Essa série de artigos nasceu da frustração — e da prática.

Se você já tentou organizar um sistema .NET complexo, sabe que não é fácil: cada time tem uma visão diferente, os tutoriais se contradizem, e os “padrões” muitas vezes atrapalham mais do que ajudam. Entre um GenericRepository<T> e um PaymentServiceHandlerProcessorFactory, fica difícil saber o que realmente importa.

Aqui, a proposta é simples: falar sobre arquitetura real, com um olhar crítico, direto e sem medo de questionar modinhas. Vamos explorar estilos, padrões, anti-padrões e armadilhas comuns que se acumulam ao longo dos anos — e mostrar alternativas que funcionam fora do slide de apresentação.

Essa série é para desenvolvedores que já sujaram as mãos. Que já herdaram legado, quebraram produção, e tentaram explicar DDD em reunião de grooming.

Sem fórmulas mágicas. Sem purismo.
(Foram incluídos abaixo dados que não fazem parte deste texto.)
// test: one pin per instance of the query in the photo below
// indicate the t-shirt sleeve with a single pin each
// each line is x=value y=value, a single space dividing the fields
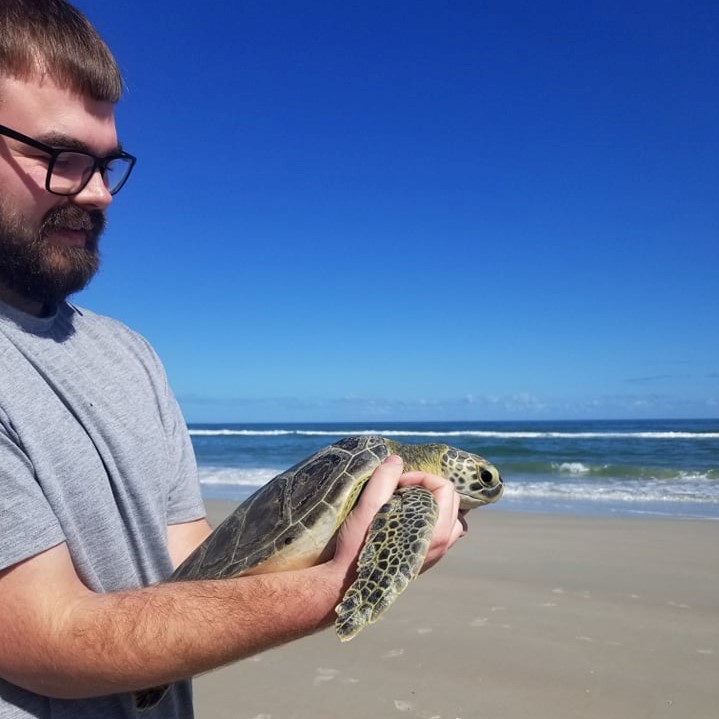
x=29 y=525
x=185 y=501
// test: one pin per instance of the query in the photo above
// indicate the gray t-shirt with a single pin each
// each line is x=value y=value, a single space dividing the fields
x=94 y=452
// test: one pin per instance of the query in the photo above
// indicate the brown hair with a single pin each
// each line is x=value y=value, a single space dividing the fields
x=52 y=37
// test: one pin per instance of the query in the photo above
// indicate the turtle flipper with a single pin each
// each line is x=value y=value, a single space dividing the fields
x=393 y=554
x=147 y=699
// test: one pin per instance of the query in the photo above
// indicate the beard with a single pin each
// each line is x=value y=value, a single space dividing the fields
x=35 y=267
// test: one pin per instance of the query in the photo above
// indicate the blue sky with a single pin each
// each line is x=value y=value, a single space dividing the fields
x=420 y=210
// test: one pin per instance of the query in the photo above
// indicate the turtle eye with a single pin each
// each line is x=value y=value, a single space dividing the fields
x=486 y=476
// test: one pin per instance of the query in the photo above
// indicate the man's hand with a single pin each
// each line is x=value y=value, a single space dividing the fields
x=386 y=478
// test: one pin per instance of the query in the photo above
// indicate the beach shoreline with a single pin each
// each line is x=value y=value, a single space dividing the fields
x=531 y=615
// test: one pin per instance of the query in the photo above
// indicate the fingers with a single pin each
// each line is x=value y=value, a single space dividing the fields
x=386 y=478
x=450 y=522
x=377 y=491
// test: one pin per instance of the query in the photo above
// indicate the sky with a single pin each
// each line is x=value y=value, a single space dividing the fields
x=361 y=211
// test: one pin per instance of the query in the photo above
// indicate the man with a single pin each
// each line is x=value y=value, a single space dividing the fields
x=99 y=496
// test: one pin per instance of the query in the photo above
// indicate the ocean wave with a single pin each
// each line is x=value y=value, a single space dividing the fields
x=231 y=476
x=480 y=434
x=644 y=492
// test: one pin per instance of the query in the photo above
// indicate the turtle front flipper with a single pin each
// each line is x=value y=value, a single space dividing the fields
x=393 y=554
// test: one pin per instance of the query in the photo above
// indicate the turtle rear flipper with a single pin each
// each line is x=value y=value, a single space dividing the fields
x=393 y=554
x=147 y=699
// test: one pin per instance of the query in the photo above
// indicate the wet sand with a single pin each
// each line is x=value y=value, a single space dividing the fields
x=536 y=616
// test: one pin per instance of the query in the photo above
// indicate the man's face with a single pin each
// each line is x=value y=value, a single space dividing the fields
x=48 y=243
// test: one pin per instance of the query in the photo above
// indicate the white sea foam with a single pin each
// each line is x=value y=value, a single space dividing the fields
x=483 y=434
x=573 y=468
x=231 y=476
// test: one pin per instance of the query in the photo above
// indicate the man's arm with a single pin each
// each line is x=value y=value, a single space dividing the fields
x=60 y=639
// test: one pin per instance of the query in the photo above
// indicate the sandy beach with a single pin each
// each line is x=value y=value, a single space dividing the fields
x=536 y=616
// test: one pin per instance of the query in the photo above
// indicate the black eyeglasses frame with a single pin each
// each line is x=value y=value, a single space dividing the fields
x=99 y=163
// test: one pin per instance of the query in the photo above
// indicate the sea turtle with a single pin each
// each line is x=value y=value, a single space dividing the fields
x=292 y=520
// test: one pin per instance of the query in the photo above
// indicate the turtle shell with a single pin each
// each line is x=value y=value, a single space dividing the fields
x=291 y=521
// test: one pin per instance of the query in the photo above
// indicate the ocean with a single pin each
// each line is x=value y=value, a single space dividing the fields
x=648 y=468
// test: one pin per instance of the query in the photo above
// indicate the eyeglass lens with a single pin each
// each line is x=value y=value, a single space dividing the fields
x=71 y=171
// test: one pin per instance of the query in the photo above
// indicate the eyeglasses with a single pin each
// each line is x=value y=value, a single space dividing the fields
x=69 y=171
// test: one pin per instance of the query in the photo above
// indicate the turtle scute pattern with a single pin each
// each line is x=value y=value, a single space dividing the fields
x=396 y=545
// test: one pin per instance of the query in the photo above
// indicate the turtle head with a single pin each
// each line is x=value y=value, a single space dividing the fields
x=476 y=480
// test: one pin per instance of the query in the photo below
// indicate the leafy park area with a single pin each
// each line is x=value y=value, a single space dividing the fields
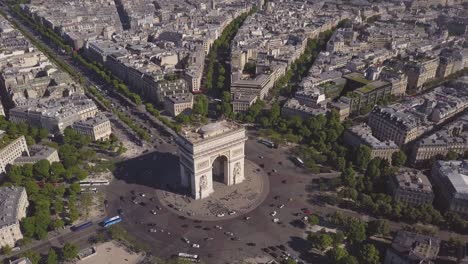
x=363 y=187
x=68 y=252
x=53 y=188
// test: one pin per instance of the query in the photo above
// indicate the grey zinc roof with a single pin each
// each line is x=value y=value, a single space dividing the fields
x=9 y=199
x=457 y=174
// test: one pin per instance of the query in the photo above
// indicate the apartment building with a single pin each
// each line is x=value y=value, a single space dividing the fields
x=411 y=187
x=451 y=179
x=11 y=151
x=97 y=127
x=178 y=103
x=409 y=248
x=362 y=135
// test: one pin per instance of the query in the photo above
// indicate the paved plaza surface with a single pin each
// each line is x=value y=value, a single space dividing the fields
x=237 y=199
x=112 y=253
x=242 y=236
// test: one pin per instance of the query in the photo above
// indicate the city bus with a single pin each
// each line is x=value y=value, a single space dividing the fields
x=297 y=161
x=81 y=226
x=86 y=183
x=112 y=221
x=189 y=257
x=268 y=143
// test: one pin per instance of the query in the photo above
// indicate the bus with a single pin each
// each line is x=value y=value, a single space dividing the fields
x=298 y=161
x=268 y=143
x=189 y=257
x=112 y=221
x=87 y=183
x=81 y=226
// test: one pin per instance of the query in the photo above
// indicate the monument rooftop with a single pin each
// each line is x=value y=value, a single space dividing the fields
x=213 y=130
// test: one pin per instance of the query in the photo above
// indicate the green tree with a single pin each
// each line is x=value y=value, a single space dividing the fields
x=451 y=155
x=41 y=169
x=320 y=241
x=379 y=227
x=69 y=251
x=369 y=254
x=6 y=250
x=313 y=220
x=356 y=231
x=363 y=156
x=201 y=105
x=336 y=254
x=75 y=188
x=349 y=259
x=57 y=171
x=348 y=176
x=33 y=256
x=52 y=257
x=398 y=158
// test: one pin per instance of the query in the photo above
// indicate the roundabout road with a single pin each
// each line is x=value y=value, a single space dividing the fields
x=158 y=171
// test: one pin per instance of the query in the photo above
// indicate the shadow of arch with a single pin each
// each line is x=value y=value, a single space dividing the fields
x=159 y=170
x=220 y=169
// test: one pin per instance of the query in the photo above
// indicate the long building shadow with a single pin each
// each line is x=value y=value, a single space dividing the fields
x=159 y=170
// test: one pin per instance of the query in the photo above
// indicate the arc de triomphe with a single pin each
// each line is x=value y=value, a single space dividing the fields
x=212 y=151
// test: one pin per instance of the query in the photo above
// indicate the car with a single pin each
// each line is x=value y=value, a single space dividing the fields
x=282 y=247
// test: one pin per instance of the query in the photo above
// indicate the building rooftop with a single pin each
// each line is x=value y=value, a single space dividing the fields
x=180 y=98
x=415 y=247
x=364 y=132
x=9 y=199
x=412 y=180
x=456 y=173
x=212 y=130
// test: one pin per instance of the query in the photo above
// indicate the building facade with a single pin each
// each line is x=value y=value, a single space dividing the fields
x=214 y=151
x=12 y=151
x=451 y=179
x=362 y=135
x=411 y=187
x=409 y=248
x=178 y=103
x=97 y=127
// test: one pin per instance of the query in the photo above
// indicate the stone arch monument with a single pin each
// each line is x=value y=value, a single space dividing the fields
x=214 y=151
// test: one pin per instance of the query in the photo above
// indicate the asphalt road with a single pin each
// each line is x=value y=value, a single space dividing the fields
x=159 y=170
x=138 y=113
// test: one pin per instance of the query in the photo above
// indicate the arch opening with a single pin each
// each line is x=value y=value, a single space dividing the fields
x=220 y=169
Só código, contexto e experiência real.


Índice da Série

Capítulo 1 – Os caminhos que a arquitetura pode tomar

Um panorama direto e sem rodeios sobre Transaction Script, Modelo Anêmico, Modelo Rico e DDD.

Capítulo 2 – O modelo anêmico vai te trair (e como saber quando fugir dele)

Quando usar um modelo anêmico parece mais simples, mas te afunda em bugs e complexidade acidental.

Capítulo 3 – A falsa promessa do “service pattern” genérico

AccountService, UserManager, FooHandler: nomes que escondem baixa coesão e design acoplado.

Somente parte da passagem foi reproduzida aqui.